En tiempos pretéritos, lo que ahora se titula Ministerio de Defensa se llamaba Ministerio de la Guerra. No es que eso lo volviera mejor, pero sí más sincero.
Los ejércitos están para hacer la guerra, y de aquí que se pertrechen con tantas armas e instrumentos mortíferos. Tienen cazas, tienen bombarderos, tienen helicópteros artillados, tienen carros de combate… La denominación de sus artilugios no sugiere misiones de paz, precisamente.
Cuando uno va en son de paz, enarbola una bandera blanca y no porta armas.

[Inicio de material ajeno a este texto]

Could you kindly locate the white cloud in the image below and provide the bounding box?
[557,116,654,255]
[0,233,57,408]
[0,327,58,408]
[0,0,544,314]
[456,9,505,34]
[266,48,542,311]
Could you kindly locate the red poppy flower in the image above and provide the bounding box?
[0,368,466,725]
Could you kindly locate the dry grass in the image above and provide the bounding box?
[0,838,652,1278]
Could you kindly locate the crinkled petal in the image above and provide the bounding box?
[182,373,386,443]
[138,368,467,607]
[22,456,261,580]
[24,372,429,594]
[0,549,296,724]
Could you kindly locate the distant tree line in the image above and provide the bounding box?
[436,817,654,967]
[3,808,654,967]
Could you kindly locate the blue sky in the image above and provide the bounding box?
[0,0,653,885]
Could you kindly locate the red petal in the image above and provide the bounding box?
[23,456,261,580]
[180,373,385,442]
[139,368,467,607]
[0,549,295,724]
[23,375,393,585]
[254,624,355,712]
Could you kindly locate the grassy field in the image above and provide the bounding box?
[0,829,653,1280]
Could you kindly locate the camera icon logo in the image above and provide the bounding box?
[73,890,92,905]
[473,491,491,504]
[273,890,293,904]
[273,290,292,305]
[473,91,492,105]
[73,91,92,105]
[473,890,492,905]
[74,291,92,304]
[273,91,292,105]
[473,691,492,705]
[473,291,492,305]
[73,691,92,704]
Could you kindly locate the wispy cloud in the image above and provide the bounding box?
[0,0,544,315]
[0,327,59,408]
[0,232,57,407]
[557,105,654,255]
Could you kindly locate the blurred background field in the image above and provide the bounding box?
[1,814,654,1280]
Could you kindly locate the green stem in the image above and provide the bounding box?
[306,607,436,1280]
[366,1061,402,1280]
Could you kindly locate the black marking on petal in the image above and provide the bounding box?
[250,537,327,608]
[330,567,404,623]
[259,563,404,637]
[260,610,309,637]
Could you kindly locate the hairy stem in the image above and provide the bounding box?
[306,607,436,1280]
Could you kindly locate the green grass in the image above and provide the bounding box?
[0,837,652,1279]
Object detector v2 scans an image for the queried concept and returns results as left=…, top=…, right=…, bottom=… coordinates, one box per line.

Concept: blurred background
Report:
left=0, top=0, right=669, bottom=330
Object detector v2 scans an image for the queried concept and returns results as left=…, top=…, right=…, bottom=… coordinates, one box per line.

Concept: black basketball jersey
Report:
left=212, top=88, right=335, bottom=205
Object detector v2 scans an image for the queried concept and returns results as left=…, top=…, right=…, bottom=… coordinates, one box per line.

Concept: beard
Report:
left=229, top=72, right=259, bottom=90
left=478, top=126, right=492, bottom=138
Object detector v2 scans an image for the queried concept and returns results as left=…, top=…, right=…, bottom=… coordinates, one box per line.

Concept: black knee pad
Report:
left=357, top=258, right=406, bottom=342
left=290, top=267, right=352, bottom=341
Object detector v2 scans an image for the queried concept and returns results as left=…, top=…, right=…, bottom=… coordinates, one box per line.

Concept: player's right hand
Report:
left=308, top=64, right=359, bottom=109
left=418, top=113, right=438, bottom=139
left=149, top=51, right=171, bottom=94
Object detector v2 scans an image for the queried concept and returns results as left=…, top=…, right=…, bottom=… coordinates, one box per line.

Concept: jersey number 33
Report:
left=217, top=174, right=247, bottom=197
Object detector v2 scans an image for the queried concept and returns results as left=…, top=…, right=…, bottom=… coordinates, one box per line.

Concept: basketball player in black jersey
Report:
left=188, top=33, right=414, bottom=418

Sin embargo, el Gobierno español, haciendo un permanente ejercicio de doble lenguaje, se empeña en pretender que dispersa tropas por medio mundo para contribuir a la paz. ¿Por las buenas o por las malas?
El pasado sábado las Fuerzas Armadas españolas –españolas de título, porque buena parte de sus integrantes son mercenarios extranjeros– crearon una porción de paz en Afganistán matando a seis personas e hiriendo a otras seis, según propia confesión. Repasé la nota de Defensa con la esperanza de que, atendiendo a su retórica misión, dijera al final, refiriéndose a los baleados: “Descansen en paz”.
¿Qué hacen las tropas españolas en Afganistán? ¿Por qué dan la cara y matan en defensa de un Gobierno de señores de la guerra que tiene la misma relación con los Derechos Humanos que yo con las Cofradías de la Semana Santa sevillana? “Son igual que los talibanes, sólo que con la barba más corta”, me dijo una feminista afgana, y me quedé con la frase, pero no porque fuera ingeniosa, sino porque a continuación me demostró cuan fundamentada estaba. El Gobierno de Kabul, baboso títere de Washington, merece tanta ayuda como la que dispensó Giscard d’Estaing al emperador Jean-Bédel Bokassa, que cuando no regalaba diamantes a su expatrón francés cocinaba a sus opositores para comérselos con patatas.
La defensa de la paz en el mundo no requiere de tropas de exportación, sino de una política exterior de principios que se niegue a acudir en socorro del imperialismo, y que lo critique sin empacho, y que defienda el derecho de todos los pueblos a decidir por sí mismos lo que hacen o dejan de hacer, para su bien o para su mal.
Javier Ortiz. El dedo en la llaga, diario Público (17 de junio de 2008).